Indeed, choking is among the main causes of accidental death for children under five. And while food is the top non-fatal choking hazard, many household items, including toys, can pose a risk. Furthermore, among under-fives in the U.S., choking is deadly for around one every five days. At least 12,000 more receive hospital treatment for food-related choking incidents.
However, while accidentally inhaling small objects is more common with very small children, Baxter’s case is unique for other reasons. You see, Playmobil was a favorite toy of his. He recalled receiving a set on his seventh birthday, and he even remembered swallowing pieces throughout his youth. He supposed, then, that he must have accidentally inhaled a miniature cone.
Furthermore, the uniqueness of Baxter’s case is that he showed no symptoms or discomfort from inhaling the piece until much later in life. As his doctors wrote in the BMJ report, “He recalled being given this Playmobil set for his seventh birthday and believes he aspirated the toy traffic cone soon after.”
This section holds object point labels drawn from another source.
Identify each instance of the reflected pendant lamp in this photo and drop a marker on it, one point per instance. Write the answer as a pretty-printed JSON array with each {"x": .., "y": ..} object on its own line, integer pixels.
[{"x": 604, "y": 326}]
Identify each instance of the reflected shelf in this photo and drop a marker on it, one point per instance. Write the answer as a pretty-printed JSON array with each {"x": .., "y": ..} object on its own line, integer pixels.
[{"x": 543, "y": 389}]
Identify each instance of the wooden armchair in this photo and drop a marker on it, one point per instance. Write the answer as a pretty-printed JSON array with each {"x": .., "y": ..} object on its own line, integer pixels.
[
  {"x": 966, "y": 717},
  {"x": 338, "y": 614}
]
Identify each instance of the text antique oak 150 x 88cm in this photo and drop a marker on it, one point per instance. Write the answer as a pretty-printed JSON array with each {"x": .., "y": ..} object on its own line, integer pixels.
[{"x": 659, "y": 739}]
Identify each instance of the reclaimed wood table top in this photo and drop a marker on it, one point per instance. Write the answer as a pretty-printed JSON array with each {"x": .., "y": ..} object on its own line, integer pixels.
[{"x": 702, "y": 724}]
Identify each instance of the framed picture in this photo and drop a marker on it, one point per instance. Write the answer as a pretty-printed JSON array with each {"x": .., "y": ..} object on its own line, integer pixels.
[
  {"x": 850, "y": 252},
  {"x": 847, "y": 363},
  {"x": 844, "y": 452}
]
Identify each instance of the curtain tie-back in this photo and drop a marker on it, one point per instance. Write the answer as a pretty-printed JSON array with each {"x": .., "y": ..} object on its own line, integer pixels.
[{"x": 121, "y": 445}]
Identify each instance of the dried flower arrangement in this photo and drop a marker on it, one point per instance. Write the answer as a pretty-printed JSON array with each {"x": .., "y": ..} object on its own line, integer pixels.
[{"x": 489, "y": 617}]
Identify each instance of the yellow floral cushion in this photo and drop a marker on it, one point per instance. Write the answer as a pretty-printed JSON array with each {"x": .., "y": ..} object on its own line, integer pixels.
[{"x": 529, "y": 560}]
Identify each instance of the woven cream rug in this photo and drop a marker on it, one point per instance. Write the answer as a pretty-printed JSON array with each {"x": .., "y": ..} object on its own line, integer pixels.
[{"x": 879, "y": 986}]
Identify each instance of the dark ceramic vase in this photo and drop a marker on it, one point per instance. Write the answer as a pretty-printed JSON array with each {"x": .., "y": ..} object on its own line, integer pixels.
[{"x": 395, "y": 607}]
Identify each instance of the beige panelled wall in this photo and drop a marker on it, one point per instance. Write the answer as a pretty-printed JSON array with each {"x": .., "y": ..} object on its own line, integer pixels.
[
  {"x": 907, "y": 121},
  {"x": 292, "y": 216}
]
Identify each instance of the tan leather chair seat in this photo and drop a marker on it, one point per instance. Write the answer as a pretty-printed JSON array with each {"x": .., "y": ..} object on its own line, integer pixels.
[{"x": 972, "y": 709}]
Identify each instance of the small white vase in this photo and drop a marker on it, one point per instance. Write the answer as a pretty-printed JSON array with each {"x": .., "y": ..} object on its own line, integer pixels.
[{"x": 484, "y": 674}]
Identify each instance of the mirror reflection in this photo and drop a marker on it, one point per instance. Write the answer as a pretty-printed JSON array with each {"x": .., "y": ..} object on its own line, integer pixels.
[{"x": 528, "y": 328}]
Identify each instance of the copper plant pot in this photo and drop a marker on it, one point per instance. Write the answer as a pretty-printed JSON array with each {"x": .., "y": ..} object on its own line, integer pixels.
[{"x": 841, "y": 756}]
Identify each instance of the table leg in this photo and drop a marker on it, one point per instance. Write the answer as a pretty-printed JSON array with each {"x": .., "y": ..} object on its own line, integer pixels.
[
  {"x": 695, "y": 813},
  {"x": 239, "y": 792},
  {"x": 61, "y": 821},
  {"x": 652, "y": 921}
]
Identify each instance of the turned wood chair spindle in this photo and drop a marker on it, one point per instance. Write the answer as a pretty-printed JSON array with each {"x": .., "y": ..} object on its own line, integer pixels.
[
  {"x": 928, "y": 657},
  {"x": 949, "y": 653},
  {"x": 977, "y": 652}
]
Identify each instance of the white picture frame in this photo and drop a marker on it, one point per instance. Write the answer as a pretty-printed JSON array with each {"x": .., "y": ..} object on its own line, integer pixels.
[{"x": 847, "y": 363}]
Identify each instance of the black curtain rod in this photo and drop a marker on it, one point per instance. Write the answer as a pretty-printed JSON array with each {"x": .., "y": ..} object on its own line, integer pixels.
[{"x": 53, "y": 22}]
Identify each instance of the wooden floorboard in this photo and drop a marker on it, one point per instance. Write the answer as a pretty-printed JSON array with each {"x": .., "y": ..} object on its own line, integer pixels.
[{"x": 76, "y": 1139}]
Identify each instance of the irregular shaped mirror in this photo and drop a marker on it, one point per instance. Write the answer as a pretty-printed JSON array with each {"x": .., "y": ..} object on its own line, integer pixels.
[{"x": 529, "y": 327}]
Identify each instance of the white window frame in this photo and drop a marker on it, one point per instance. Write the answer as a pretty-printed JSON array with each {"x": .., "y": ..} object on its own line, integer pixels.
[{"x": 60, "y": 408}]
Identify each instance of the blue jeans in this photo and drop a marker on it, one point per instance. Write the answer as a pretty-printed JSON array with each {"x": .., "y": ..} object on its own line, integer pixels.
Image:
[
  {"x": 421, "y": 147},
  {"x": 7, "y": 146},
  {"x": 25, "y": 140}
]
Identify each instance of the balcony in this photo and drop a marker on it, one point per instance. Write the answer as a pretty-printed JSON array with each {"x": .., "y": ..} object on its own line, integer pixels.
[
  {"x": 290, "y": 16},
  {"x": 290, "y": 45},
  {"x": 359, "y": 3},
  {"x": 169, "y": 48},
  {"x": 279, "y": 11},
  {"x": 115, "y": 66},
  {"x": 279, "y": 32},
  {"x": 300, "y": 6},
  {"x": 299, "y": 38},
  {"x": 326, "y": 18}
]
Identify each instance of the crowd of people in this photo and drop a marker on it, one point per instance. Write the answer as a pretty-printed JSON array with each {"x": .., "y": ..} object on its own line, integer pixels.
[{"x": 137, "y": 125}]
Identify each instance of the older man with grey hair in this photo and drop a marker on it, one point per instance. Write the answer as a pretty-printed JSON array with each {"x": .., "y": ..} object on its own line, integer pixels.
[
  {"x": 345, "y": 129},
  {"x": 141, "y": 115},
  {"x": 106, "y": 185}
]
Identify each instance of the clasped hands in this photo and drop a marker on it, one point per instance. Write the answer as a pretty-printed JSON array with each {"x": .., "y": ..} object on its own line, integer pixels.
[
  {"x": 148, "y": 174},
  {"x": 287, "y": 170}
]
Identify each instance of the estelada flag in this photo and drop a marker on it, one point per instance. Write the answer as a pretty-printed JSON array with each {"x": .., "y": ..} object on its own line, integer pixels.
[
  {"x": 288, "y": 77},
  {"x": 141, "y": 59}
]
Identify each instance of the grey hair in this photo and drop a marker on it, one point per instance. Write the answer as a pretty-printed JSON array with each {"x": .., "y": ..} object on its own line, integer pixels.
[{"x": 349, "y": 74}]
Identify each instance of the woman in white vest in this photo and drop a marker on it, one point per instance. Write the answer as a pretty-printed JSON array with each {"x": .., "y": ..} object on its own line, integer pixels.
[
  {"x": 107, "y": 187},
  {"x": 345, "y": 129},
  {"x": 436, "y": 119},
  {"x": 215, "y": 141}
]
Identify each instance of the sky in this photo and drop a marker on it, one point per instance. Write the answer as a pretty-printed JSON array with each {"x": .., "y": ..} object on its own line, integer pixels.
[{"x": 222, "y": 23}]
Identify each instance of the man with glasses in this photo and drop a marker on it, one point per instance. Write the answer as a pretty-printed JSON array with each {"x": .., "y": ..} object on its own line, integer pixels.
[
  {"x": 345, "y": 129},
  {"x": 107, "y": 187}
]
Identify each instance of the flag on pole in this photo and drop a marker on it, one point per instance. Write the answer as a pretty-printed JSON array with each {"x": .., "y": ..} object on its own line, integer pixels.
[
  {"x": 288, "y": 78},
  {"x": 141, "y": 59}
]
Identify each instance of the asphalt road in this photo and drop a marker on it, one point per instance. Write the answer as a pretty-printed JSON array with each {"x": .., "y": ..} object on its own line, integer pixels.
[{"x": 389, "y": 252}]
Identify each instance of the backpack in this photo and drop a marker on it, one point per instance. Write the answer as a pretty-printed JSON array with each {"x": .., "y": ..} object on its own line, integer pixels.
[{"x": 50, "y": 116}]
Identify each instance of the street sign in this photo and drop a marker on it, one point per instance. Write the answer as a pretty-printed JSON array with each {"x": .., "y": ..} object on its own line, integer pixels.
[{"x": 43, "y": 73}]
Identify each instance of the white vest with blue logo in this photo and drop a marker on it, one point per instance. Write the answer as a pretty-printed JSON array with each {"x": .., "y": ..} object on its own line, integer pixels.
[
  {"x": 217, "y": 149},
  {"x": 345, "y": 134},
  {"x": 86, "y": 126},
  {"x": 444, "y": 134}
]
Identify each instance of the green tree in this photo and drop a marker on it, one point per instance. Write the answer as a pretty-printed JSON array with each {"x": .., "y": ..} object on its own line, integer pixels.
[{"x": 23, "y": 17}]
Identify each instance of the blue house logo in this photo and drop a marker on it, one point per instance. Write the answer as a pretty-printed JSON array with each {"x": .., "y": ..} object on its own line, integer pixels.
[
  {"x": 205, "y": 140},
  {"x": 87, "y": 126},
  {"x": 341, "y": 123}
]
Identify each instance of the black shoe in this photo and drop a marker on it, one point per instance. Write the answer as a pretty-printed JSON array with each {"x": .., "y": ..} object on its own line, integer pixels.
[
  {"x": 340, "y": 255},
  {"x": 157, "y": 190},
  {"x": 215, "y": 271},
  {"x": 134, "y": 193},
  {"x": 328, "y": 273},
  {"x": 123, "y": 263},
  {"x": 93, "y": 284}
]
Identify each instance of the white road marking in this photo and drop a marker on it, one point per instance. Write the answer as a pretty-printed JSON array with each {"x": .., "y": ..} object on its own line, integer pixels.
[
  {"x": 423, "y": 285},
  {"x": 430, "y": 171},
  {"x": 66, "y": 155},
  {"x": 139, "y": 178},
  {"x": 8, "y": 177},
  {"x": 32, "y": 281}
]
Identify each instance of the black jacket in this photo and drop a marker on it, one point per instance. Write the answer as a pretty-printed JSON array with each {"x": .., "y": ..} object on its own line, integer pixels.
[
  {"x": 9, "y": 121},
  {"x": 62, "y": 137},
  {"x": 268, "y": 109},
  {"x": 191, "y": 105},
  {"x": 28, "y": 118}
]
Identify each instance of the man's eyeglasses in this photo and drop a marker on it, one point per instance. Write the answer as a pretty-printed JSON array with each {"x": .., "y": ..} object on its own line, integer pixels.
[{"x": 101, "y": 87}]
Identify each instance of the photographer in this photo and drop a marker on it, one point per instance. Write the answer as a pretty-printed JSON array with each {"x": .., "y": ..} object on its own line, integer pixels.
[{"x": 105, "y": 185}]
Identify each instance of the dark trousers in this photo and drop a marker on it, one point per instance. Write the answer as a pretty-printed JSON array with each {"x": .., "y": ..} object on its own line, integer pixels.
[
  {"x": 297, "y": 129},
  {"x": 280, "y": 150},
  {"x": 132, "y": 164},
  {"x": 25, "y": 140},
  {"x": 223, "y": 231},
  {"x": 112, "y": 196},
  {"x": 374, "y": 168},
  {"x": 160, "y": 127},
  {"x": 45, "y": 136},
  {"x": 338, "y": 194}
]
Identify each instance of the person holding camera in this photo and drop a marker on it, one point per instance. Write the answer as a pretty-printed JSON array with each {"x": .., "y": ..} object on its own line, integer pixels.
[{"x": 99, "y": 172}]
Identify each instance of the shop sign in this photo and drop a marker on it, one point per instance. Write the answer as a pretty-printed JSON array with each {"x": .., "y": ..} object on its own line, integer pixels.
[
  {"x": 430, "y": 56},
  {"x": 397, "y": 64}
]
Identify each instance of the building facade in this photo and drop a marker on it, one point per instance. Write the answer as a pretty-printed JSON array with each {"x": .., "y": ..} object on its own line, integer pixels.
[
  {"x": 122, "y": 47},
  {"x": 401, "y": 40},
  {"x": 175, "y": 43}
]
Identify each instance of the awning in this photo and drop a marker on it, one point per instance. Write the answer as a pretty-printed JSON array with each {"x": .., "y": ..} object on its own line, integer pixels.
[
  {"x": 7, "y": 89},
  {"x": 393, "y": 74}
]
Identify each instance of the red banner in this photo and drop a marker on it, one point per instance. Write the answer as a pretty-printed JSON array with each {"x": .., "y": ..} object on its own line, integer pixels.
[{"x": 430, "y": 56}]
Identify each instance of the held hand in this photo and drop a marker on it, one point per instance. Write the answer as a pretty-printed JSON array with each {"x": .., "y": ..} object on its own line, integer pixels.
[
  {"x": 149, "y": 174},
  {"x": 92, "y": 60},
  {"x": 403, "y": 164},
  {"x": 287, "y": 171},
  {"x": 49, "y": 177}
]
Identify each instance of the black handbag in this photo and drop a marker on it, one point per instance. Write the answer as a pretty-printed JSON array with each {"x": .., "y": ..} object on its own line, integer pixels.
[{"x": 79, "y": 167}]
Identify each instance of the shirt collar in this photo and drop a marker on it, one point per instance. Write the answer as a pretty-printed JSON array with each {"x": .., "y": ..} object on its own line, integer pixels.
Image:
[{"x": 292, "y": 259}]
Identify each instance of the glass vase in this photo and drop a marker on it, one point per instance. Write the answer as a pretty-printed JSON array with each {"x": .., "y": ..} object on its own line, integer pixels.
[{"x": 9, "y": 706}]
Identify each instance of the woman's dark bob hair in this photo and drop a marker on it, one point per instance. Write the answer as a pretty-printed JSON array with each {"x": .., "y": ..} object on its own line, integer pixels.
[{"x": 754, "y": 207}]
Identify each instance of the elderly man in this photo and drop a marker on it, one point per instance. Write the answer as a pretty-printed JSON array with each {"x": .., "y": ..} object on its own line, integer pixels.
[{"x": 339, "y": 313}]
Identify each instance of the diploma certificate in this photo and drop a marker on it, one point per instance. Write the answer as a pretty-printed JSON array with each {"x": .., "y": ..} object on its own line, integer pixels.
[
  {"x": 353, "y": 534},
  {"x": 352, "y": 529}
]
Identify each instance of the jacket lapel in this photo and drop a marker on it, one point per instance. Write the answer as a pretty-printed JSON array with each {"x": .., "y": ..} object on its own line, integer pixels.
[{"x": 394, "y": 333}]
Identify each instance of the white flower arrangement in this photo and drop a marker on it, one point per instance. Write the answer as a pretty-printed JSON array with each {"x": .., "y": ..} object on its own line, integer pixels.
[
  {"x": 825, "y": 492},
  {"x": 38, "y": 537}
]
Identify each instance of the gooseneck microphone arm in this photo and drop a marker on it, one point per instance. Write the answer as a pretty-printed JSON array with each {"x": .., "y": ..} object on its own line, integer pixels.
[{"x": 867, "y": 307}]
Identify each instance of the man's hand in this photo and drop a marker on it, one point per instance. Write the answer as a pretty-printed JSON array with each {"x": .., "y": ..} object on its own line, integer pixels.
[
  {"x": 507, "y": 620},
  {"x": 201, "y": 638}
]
The BMJ report continued, “While it is a common occurrence for children to accidentally inhale small objects, a case in which the onset of symptoms occurs so long after initial aspiration is unheard of.” Indeed, it had been more than 40 years before the mishap troubled Baxter. But doctors believe the piece was sucked into the lung’s lining, which then grew around it as he got bigger.
In the months after the cone’s retrieval, Baxter’s troublesome cough almost completely disappeared. In fact, the postman appeared in good spirits over the ordeal and was the subject of pranks from his colleagues. For instance, during a TV interview, a fellow postman walked by in the background wearing a huge traffic cone as a hat.
Baxter kept the miniature construction cone as a souvenir. In fact, it’s his intention for his grandkids to eventually inherit the tiny toy piece. Presumably the memento will come with a health warning from their grandfather’s lived experience. Indeed, he says he will keep a watchful eye over them should they ever wish to play with it.